Following the derailment of one of its trains in East Palestine, Ohio, last month, Norfolk Southern said it plans to add 200 hot-bearing detectors to its network.
The company will examine every location on its core network where sensors are more than 15 miles apart, with the first one to be installed on the western approach to East Palestine, Norfolk Southern said in a press release on Monday.
The railroad operator said it averages 13.9 miles between hot bearing detectors on its core network.
The decision was one of a number of safety initiatives, many revolving around hot bearing detectors, which were announced on Monday.
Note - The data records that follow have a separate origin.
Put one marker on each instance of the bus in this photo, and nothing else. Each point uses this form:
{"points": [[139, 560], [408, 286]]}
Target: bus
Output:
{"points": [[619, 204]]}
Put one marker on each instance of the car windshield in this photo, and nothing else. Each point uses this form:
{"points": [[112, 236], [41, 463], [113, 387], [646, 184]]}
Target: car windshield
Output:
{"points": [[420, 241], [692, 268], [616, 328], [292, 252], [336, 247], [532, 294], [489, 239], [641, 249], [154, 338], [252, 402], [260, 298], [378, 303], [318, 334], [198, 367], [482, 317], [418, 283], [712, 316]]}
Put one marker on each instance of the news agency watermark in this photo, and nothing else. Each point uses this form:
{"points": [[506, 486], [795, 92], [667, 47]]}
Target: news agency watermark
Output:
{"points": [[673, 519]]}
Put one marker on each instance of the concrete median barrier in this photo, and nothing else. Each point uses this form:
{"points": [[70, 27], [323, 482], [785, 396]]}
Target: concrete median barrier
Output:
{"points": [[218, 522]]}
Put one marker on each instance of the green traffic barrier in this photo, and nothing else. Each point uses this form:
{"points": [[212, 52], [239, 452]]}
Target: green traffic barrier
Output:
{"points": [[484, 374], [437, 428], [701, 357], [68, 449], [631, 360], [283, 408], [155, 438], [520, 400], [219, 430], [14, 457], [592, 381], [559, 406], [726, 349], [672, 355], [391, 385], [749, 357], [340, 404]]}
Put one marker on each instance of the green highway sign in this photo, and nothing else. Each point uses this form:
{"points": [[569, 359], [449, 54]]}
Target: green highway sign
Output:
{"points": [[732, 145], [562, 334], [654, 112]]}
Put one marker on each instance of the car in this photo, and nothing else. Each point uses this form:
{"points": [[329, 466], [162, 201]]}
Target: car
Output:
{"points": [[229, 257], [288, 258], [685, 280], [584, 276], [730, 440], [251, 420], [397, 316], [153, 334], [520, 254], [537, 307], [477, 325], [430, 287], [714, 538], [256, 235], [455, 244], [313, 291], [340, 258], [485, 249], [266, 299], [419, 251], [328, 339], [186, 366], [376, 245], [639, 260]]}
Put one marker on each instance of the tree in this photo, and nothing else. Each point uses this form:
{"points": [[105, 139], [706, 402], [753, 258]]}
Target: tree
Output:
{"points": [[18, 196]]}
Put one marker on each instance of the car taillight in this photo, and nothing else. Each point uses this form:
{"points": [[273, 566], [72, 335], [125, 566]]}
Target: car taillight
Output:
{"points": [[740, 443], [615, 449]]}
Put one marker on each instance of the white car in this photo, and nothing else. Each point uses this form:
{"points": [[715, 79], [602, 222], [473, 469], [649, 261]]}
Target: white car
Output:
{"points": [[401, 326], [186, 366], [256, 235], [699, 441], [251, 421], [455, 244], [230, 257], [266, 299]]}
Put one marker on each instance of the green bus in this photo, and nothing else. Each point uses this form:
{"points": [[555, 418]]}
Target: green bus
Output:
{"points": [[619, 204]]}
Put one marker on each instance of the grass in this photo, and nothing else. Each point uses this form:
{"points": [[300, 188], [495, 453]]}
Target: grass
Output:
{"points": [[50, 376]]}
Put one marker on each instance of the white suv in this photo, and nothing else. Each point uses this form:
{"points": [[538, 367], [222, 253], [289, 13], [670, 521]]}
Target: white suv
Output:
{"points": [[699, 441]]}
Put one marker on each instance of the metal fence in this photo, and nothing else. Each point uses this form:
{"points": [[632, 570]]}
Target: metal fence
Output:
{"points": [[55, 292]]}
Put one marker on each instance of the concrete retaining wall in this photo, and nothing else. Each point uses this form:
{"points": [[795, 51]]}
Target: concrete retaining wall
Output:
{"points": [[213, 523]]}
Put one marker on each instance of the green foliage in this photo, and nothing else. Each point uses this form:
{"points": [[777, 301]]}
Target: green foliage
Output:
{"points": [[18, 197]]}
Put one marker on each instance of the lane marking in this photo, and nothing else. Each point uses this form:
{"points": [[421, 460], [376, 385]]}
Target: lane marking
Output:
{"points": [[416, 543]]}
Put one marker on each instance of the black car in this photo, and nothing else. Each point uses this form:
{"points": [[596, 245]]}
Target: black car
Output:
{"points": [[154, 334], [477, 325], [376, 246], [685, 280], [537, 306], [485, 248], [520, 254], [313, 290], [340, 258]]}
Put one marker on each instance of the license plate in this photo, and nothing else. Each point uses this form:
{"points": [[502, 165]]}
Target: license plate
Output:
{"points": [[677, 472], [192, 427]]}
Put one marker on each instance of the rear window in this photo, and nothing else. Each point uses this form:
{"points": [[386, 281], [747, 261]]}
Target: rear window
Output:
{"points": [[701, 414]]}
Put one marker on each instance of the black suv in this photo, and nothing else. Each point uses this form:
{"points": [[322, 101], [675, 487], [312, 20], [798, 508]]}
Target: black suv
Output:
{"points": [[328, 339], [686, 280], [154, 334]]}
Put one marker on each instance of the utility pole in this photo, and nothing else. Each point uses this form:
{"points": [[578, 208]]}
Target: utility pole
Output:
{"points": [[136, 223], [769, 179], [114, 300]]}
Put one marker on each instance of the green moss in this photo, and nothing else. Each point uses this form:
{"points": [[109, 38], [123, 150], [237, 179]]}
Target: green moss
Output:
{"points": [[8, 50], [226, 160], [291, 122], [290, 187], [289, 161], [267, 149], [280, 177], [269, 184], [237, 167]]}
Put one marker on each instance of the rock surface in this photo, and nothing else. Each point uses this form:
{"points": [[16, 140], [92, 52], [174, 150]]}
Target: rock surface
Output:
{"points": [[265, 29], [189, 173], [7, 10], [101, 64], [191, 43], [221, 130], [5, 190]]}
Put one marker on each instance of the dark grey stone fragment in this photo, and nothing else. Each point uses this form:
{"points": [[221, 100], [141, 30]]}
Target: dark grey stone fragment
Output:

Norfolk Southern says it intends to work with the industry on a comprehensive review of the use of hot bearing detectors and analyze data for patterns that could offer earlier warnings of potential safety issues.
The decision was made following another Norfolk Southern train derailment on Saturday near Springfield, Ohio, as reported by NPR.
Norfolk Southern CEO Alan Shaw is scheduled to testify before the Senate this week, according to The Wall Street Journal (WSJ).
Last week, federal officials said that an overheated wheel bearing on a railcar was likely the cause of the February 3 derailment in East Palestine, according to Axios.
The train passed through temperature sensors showing the railcar was getting warmer. The detector, which showed that the bearing had reached critical temperatures, was around 20 miles from the prior one, the WSJ reported.
The National Transportation Safety Board’s (NTSB) report found that existing temperature sensors were operating correctly and the train was traveling under the speed limit, according to the WSJ.
Currently, no federal regulation deems how closely railroads should place temperature sensors along their tracks, and railroads themselves set the temperature thresholds that determine when crews should stop trains and inspect the equipment, according to the WSJ.
A bipartisan group of senators is calling for new safety rules, which include placing sensors no more than 10 miles apart, the outlet reported.
“Reading the NTSB report makes it clear that meaningful safety improvements require a comprehensive industry effort,” Shaw said Monday, according to the press release. “We are eager to help drive that effort and we are not waiting to take action.”
The Dallas Express contacted Norfolk Southern regarding the class-action lawsuit it is facing following its East Palestine, Ohio, derailment.
Norfolk Southern spokeswoman Katelyn Byrd responded, “We are unable to comment on active litigation.